— Вы солгали! — закричала Кирстен, пытаясь быть услышанной за шумом прибоя, увидев, что было надето на Эндрю.

— Нисколько. Просто небольшое преувеличение. — Он чуть ниже спустил резинку коротких, цвета бирюзы, шортов, что заставило Кирстен вздрогнуть и отвести взгляд. — Практически тот же купальный костюм, — настаивал Битон, забавляясь смущением Кирстен. — Пошли. Давайте руку.

Первое же соприкосновение с морской волной заставило Кирстен позабыть о всех своих смущениях. Ее прямо-таки завораживала громадность Битона. Чувство опасности от начатой игры постепенно покидало ее, смываемое ласковым морем. И вскоре игра превратилась в сплошное удовольствие.

Кирстен и Эндрю резвились в высоких волнах как дети. Выжидая, когда подойдет волна повыше, они ныряли в самое ее сердце и держались под водой до тех пор, пока волна не выбрасывала их на берег. Облепленные песком, смеющиеся и задыхающиеся, они бросались к очередному валу воды. Устав гоняться за волнами, Кирстен и Эндрю принялись гоняться друг за другом. Ныряя И выскакивая из воды, они играли в салочки и прятки и беспрерывно хохотали, после чего отплевывались от попадающей в рот соленой воды. Останавливались они лишь ненадолго, чтобы перевести дыхание. Эндрю подхватывал Кирстен и, словно мячик, подкидывал ее вверх, а затем ловил в волнах. Кирстен же, нападая на Эндрю сзади, обхватывала его за шею и заставляла плыть, катаясь на Битоне, подобно русалке на дельфине. Окончательно выбившись из сил, они взялись за руки и побежали к берегу за полотенцами.

Как ни растирала себя Кирстен, она никак не могла согреться. Видя, как дрожит Кирстен и что у нее зуб на зуб не попадает, Эндрю окутал ее собственным полотенцем и принялся более энергично и с большей силой растирать.

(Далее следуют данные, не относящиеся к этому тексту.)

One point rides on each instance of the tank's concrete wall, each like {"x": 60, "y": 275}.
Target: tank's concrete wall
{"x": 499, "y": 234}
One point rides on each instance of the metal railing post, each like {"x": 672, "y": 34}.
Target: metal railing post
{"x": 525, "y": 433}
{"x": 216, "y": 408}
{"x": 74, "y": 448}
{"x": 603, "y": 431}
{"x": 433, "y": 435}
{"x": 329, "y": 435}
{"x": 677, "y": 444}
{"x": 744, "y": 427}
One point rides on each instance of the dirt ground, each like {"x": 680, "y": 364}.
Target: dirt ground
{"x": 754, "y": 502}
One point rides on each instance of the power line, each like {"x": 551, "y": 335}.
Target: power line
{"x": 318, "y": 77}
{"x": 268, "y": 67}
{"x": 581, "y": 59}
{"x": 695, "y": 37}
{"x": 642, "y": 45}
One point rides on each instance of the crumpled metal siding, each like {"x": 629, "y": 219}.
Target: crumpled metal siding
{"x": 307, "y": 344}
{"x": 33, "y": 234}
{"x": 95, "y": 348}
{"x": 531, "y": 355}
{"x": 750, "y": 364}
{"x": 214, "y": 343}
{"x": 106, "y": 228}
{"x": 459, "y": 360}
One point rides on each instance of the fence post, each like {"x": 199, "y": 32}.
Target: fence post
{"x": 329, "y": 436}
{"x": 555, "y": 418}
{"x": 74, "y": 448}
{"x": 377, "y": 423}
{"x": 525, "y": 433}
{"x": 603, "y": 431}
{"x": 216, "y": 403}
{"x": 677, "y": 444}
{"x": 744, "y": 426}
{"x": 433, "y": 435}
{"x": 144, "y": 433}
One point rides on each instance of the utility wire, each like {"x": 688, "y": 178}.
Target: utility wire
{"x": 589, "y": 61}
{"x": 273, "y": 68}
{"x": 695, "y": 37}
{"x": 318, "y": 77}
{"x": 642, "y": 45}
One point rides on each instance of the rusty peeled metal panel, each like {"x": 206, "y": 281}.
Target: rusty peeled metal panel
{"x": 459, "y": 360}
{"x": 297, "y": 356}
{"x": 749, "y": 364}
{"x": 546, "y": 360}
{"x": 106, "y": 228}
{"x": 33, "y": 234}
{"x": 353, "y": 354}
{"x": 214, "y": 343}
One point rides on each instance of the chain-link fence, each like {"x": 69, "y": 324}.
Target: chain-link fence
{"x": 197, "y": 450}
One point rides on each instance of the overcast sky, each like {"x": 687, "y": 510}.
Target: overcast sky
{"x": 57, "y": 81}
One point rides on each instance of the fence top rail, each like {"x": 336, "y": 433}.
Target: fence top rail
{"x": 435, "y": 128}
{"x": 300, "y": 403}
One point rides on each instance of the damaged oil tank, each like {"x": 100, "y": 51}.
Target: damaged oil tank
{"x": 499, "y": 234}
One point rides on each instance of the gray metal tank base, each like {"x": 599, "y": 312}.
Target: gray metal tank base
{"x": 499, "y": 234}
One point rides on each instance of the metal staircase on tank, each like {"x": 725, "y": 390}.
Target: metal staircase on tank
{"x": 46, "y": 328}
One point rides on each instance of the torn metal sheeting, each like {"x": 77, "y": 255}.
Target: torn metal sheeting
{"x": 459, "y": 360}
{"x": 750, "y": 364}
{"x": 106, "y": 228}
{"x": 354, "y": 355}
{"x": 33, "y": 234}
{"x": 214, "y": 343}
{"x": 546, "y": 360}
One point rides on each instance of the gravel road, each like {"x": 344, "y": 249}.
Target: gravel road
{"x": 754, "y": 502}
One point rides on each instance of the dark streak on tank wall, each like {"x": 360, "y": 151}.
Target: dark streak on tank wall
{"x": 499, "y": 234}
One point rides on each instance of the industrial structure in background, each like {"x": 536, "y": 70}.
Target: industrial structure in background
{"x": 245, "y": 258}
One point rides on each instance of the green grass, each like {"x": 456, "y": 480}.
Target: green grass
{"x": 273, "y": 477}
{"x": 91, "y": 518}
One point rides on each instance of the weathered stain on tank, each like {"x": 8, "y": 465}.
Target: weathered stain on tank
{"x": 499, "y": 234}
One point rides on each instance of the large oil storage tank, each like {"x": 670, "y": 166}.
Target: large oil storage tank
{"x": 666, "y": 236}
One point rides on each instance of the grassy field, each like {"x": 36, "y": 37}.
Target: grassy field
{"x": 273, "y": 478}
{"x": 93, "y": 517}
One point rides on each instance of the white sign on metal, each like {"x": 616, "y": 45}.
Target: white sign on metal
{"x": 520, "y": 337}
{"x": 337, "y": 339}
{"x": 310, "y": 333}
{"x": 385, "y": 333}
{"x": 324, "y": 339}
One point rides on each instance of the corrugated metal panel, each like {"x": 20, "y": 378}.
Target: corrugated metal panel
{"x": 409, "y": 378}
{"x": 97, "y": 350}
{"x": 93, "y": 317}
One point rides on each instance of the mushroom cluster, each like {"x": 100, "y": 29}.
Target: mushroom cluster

От неожиданности Кирстен так и застыла на месте. Но окоченение ее продлилось недолго, поскольку кожа начала гореть почти с той же силой, с какой внутренний жар желания сжигал Кирстен.

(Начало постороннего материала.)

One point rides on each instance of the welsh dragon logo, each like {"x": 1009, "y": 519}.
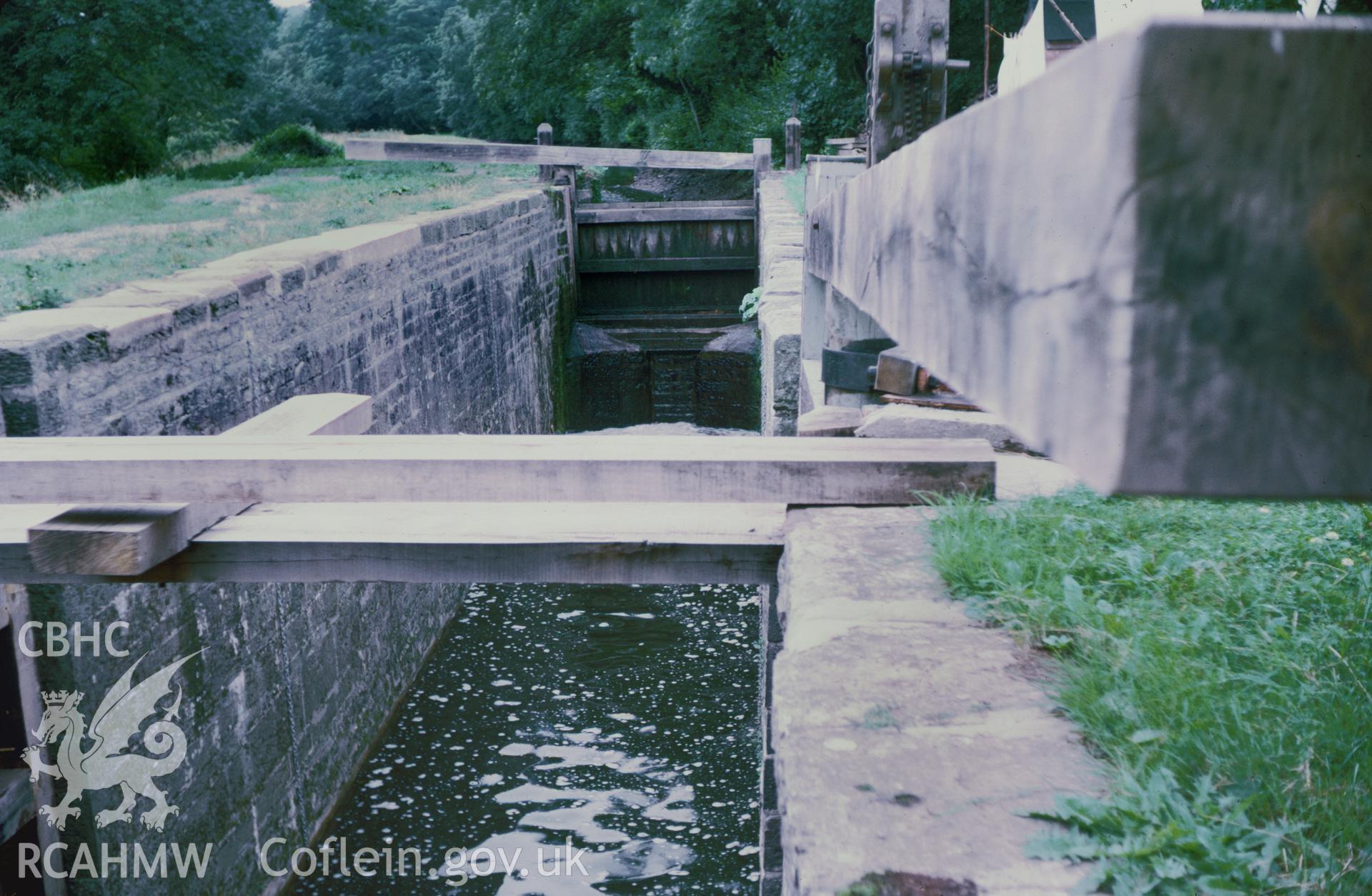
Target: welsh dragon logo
{"x": 106, "y": 763}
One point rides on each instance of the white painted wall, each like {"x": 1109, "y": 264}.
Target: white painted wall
{"x": 1025, "y": 56}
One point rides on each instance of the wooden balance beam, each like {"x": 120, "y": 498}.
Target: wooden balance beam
{"x": 447, "y": 468}
{"x": 128, "y": 539}
{"x": 647, "y": 544}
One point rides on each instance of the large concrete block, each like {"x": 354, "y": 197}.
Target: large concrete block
{"x": 1153, "y": 261}
{"x": 910, "y": 422}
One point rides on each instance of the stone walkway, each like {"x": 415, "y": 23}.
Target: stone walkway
{"x": 905, "y": 733}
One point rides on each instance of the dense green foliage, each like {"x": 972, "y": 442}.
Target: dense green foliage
{"x": 1216, "y": 654}
{"x": 94, "y": 91}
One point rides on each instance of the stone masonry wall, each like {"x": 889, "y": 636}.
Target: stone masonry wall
{"x": 778, "y": 313}
{"x": 452, "y": 322}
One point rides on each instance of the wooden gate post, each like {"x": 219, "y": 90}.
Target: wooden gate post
{"x": 545, "y": 139}
{"x": 793, "y": 156}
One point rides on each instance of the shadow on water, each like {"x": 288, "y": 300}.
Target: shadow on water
{"x": 620, "y": 721}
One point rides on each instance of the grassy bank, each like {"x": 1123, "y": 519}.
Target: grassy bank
{"x": 83, "y": 243}
{"x": 1218, "y": 656}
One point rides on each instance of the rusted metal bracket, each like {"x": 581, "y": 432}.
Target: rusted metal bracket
{"x": 909, "y": 89}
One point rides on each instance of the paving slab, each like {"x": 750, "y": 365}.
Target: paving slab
{"x": 908, "y": 735}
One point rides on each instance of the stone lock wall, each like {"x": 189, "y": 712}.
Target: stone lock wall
{"x": 453, "y": 322}
{"x": 781, "y": 237}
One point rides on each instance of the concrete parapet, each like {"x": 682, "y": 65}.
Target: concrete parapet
{"x": 1151, "y": 261}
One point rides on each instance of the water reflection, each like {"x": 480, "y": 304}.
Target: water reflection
{"x": 620, "y": 721}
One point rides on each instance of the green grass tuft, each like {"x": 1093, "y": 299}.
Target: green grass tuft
{"x": 69, "y": 246}
{"x": 297, "y": 140}
{"x": 1218, "y": 656}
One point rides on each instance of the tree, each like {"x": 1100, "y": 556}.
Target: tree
{"x": 92, "y": 88}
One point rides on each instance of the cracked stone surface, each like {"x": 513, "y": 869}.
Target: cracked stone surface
{"x": 906, "y": 735}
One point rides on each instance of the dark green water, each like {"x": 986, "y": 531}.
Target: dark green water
{"x": 619, "y": 720}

— Лучше? — поинтересовался Битон.

— Лу-луч-ше… — посиневшими губами пролепетала Кирстен, чувствуя, что огонь внутри разрастается в настоящий пожар.

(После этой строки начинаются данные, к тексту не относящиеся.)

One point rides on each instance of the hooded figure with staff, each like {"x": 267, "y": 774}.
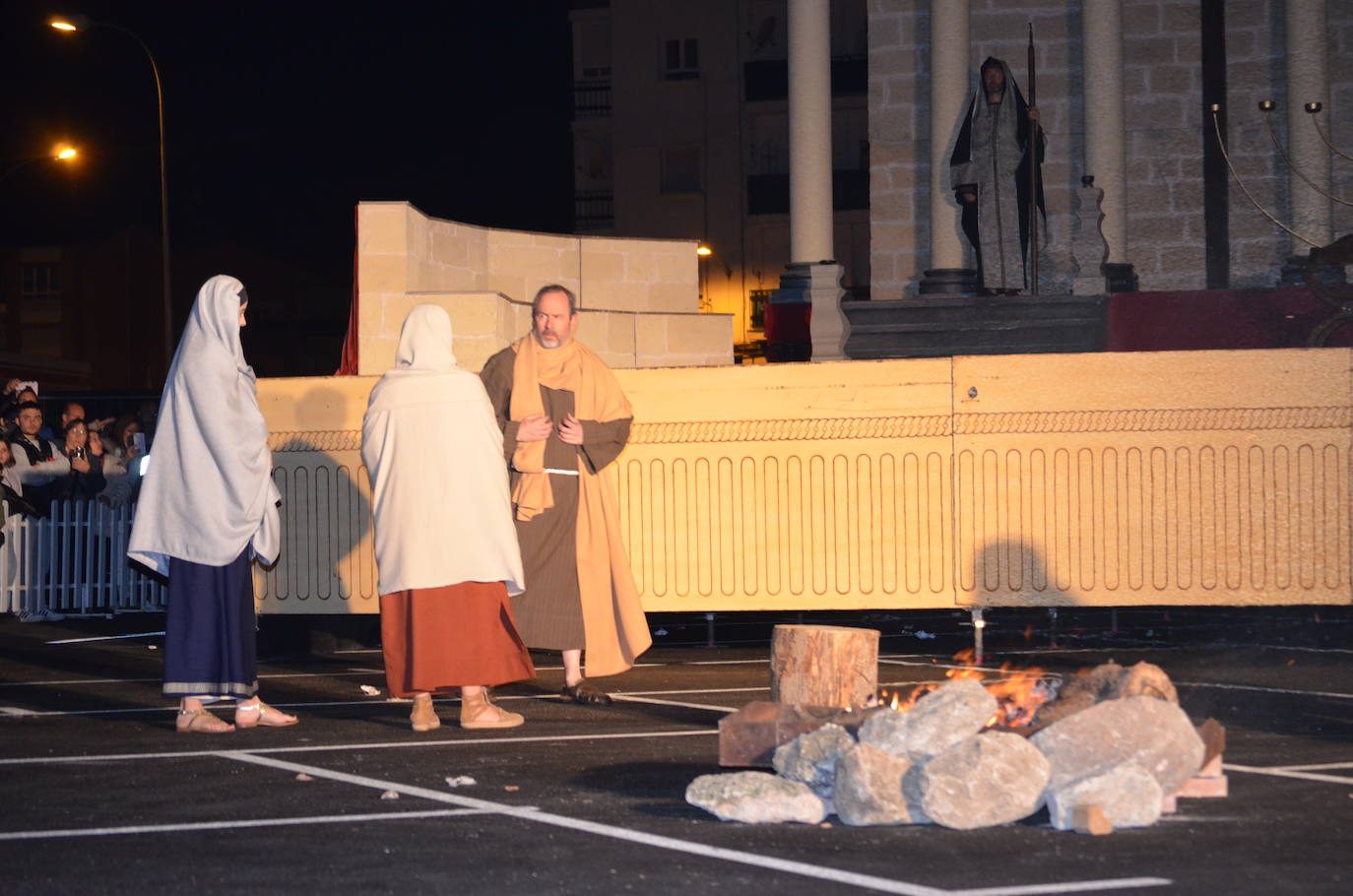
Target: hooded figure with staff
{"x": 994, "y": 175}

— Почему же вы все еще дрожите? — полушепотом спросил Эндрю, губами касаясь уха Кирстен. — А?

Ответом ему было лишь неопределенное пожимание плечами.

Не могла же Кирстен объяснить Битону, что дрожь ее теперь уже никоим образом не связана с холодом, в чем она и себе-то боялась признаться.

— Думаю, вам лучше поскорее переодеть в кабинке купальник. — Эндрю снял с Кирстен свое полотенце, и она почувствовала себя голой, выставленной напоказ. — Не хочу отвечать за подхваченное вами воспаление легких. — Битон слегка шлепнул Кирстен по заду. — Вперед!

Когда Эндрю подвел Кирстен к порогу ее дома, она почувствовала огромное разочарование.

— А как насчет рецепта и акварели? — беспечно спросила Кирстен, всем видом стараясь не показать своего разочарования столь быстрым возвращением домой. — Разве они не входили в программу?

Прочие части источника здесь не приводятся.